Очнувшись, увидел, что держится за старый чугунный фонарь и фонарь раскачивается словно мачта, и кренится с ним вместе вся улица. Потом он долго лежал в синем сугробе, и холодок предчувствия покалывал в виске. Он лежал в густой тени Донского монастыря и издали с Даниловской, с Шаболовки еще доносился лязг железа, разгульный посвист и настуженный скрип гармошки.
Застонав, повернулся на бок, и локоть бессильно увяз в глубоком снегу.

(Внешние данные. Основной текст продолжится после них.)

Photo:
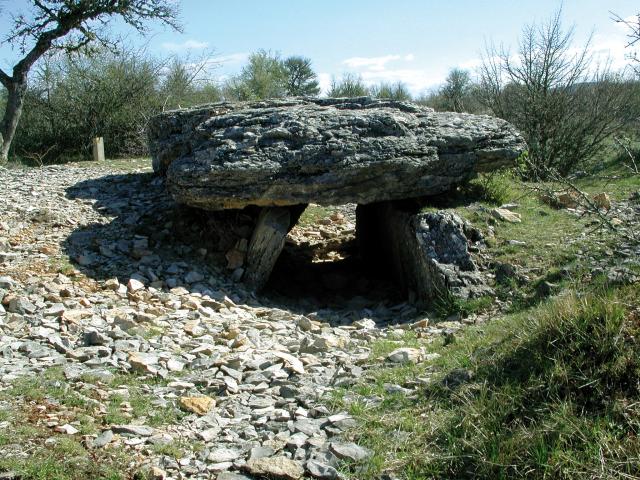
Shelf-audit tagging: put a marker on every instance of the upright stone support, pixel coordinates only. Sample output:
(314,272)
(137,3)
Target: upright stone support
(267,242)
(426,253)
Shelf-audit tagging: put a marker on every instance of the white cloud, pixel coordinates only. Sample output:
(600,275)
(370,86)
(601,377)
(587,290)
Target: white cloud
(232,58)
(185,46)
(376,63)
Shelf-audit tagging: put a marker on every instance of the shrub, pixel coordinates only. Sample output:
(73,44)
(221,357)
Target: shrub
(550,93)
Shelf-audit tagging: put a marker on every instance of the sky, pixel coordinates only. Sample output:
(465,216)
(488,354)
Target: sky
(413,41)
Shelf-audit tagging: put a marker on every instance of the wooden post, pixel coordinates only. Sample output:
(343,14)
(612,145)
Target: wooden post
(98,149)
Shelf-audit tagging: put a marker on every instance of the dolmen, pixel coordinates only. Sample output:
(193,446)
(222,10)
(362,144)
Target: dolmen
(274,157)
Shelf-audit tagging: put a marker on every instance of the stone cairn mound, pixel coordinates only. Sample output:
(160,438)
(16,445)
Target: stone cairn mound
(386,156)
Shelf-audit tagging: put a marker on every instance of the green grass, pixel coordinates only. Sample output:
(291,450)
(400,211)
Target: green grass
(120,164)
(313,214)
(552,238)
(53,456)
(64,457)
(548,393)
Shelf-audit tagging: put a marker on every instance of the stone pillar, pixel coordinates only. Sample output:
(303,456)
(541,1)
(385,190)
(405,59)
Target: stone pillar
(98,149)
(425,253)
(267,242)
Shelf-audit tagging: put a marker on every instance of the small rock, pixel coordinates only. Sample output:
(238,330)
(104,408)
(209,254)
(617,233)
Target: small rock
(320,470)
(103,439)
(349,451)
(220,455)
(67,429)
(602,200)
(133,430)
(193,277)
(134,285)
(275,467)
(506,215)
(197,405)
(405,355)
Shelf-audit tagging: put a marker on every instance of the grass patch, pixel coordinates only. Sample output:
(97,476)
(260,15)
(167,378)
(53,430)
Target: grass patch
(448,304)
(549,393)
(55,456)
(313,214)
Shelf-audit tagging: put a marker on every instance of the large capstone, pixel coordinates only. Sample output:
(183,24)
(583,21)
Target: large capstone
(280,155)
(326,151)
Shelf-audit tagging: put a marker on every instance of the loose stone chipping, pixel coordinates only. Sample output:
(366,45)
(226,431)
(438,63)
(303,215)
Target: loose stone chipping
(289,153)
(176,334)
(327,151)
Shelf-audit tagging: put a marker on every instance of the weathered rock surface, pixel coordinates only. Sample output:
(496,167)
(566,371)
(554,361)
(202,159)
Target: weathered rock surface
(428,254)
(328,151)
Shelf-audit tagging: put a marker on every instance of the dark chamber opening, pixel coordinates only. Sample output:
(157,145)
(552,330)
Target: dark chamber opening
(330,271)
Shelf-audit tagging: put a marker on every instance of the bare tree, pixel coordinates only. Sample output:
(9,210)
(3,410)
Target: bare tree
(69,25)
(564,106)
(456,88)
(349,85)
(300,77)
(633,36)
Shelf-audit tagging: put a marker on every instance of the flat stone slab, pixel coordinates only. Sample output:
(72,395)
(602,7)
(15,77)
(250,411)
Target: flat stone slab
(327,151)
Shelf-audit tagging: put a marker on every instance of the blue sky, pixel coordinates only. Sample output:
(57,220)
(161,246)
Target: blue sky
(413,41)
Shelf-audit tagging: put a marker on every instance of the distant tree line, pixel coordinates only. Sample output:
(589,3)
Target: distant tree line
(566,108)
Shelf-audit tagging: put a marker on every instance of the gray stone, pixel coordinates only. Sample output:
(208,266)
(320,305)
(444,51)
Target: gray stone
(275,467)
(349,451)
(405,355)
(22,306)
(261,452)
(133,430)
(220,455)
(103,439)
(427,254)
(327,151)
(231,476)
(320,470)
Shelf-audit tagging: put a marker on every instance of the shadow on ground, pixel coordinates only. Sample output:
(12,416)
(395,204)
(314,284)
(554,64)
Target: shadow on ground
(138,230)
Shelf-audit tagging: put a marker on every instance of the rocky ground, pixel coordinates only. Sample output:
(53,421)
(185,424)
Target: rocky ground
(112,297)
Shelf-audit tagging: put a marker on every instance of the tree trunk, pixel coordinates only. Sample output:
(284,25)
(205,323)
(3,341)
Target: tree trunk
(12,113)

Невольно схватившись за голову, ощутил жирную липкость волос. Рука чернела от крови. А синий снег сверкал льдистыми мириадами алмазных крупинок.
Крутая лестница, кто-то в темном драповом пальто поддерживает его под локоть и подталкивает, подсаживает на крутых ступенях. Лестница каменная, узкая, в бархатистой пыльной паутине стен. Сводчатый потолок, чуть теплится переносной фонарь под толстым стеклом.

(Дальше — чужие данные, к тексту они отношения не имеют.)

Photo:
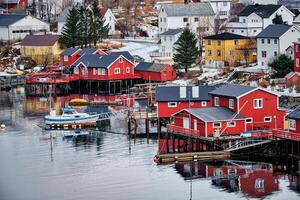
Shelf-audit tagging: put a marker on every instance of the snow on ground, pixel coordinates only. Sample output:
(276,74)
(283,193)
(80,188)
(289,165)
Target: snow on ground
(141,49)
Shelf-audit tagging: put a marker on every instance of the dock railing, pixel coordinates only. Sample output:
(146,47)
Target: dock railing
(184,131)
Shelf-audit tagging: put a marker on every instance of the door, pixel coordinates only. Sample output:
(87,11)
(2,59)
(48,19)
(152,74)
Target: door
(186,123)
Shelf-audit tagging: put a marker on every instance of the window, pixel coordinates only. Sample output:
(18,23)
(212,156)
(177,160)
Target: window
(117,71)
(249,120)
(217,101)
(258,104)
(182,92)
(231,103)
(217,125)
(195,92)
(66,58)
(267,119)
(172,104)
(231,124)
(292,124)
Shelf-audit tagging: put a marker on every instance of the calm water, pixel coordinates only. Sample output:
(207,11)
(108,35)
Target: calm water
(109,166)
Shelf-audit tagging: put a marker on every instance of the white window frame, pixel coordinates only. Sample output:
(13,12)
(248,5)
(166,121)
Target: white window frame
(269,119)
(66,58)
(117,70)
(217,101)
(172,106)
(292,124)
(219,126)
(259,107)
(231,103)
(231,124)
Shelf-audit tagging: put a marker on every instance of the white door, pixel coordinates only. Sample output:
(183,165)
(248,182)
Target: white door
(186,123)
(195,124)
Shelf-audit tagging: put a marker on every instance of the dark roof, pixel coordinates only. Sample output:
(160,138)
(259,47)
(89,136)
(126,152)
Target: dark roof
(126,54)
(39,40)
(172,31)
(86,51)
(95,60)
(295,114)
(150,67)
(225,36)
(263,11)
(274,31)
(69,51)
(214,114)
(232,90)
(172,93)
(8,19)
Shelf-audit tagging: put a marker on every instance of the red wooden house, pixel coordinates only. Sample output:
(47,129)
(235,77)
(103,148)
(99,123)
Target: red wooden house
(172,99)
(294,121)
(103,67)
(155,72)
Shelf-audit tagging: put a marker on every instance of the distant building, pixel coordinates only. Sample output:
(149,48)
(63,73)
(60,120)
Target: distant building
(41,48)
(254,18)
(273,41)
(196,16)
(16,27)
(228,50)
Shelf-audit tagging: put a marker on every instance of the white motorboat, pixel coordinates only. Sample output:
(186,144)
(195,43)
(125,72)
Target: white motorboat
(70,116)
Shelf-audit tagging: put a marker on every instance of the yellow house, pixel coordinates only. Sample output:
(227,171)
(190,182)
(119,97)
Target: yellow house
(229,50)
(43,49)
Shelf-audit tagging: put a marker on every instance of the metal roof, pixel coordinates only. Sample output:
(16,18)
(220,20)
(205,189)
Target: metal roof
(172,31)
(172,93)
(295,114)
(274,31)
(151,67)
(8,19)
(69,51)
(191,9)
(231,90)
(96,61)
(39,40)
(214,114)
(225,36)
(263,11)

- Да не нужно, полно же, - пытался протестовать он, но его не слушают, позвякивают ножницы, и до слез жалко мундира. Новенький китель, распоротый через бок, скомкан на стуле. И запах, удушливый запах лекарств и стаявшей с сапог грязи - земли и праха.
И кто-то рядом с легкими прохладными руками, и тоска по этим рукам, и царапающий пересохший жар в гортани, горячечный влажный кошмар пуховика, смятых простыней. Нечем дышать, и грудь стянута, ввинчена в режущие бинты, и до умопомешательства зудит кожа на голове под повязкой.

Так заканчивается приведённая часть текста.